THE ART OF MINIMIZING SIBLING RIVALRY
“Sibling rivalry” is cliché enough to be almost a joke—but few parents are inclined to laugh when it’s their two (or more) children squabbling over who got one more teaspoon of ice cream. Even if you didn’t, and don’t, care that much for your own siblings, it’s hard not to take it personally when your offspring don’t automatically love each other as much as you love each of them.
There are ways to influence the status quo away from rivalry, though.
Here are a few ideas for your classroom:
Get an Early Start
As soon as you know you’re expecting a second baby, explain to your older child how babies need everything done for them, and what’s likely to change in your everyday lives. Kids are most amenable to the new “big brother/sister” position when you emphasize the advantages of being older and more independent—and when you let them help out in age-appropriate, fun ways. Also, this is a great time to introduce to them to the idea that this will most likely be the longest and one of the most important relationships of your entire life.
Don’t Panic at Every Sign of Hostility
Constantly harping on “She’s your sister and you have to love her” almost guarantees that siblings will grow up despising each other. You can’t generate positive feelings through negative pressure.
In most cases, siblings will work out their own differences of opinion—and conclude on a note of mutual respect—if you decline to get involved. Adult-dictated “solutions” have a way of generating worse rivalry in the future, as kids learn to see every minor disagreement as one more opportunity to get Mom on their side against the “enemy.” (Or as one more proof that “little brother’s sole purpose in life is to enlist allies in a conspiracy to make my life miserable.”) If you feel you must do something, send both parties to time-out until they cool down, without implying either is right or wrong.
Openly Appreciate Each Child as an Individual
It’s not only the blatant “Why can’t you be like your brother?” comparisons that fuel resentment and jealousy. If one child stands out as the natural scholar you wished you were—or resembles the cousin who bullied you mercilessly—your attitude can assert itself in a thousand subtle ways. And the kids will sense it.

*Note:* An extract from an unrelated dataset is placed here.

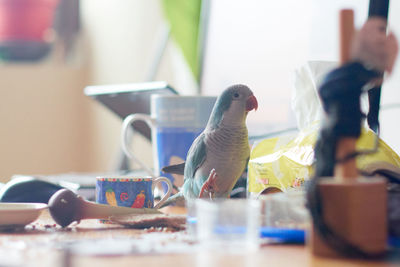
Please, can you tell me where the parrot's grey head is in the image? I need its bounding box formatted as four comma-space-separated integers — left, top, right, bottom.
208, 84, 258, 129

Occasionally, a parent goes to the opposite extreme. As one woman put it, “My mother constantly nagged us to downplay our natural talents ‘or your sister will feel bad because she isn’t as good.’
Mom meant well, but we girls both grew up with serious inhibitions about putting forth real effort—and without particularly warm feelings toward each other.”
A better way to dodge the comparison trap is to organize a series of family meetings around the theme “Find Your Own Best Self.” Let everyone take turns answering such questions as:
- What do you love to do for fun?
- In what ways would you most like to help the world?
- What could we do as a big family project? How would you contribute? How do you think [fill in other family members’ names, in turn] could contribute?
Clarifying each family member’s passions and goals (including your own) encourages everyone to appreciate other family members and themselves as special individuals with valuable contributions to make. And people who value themselves have no need to regard others as rivals.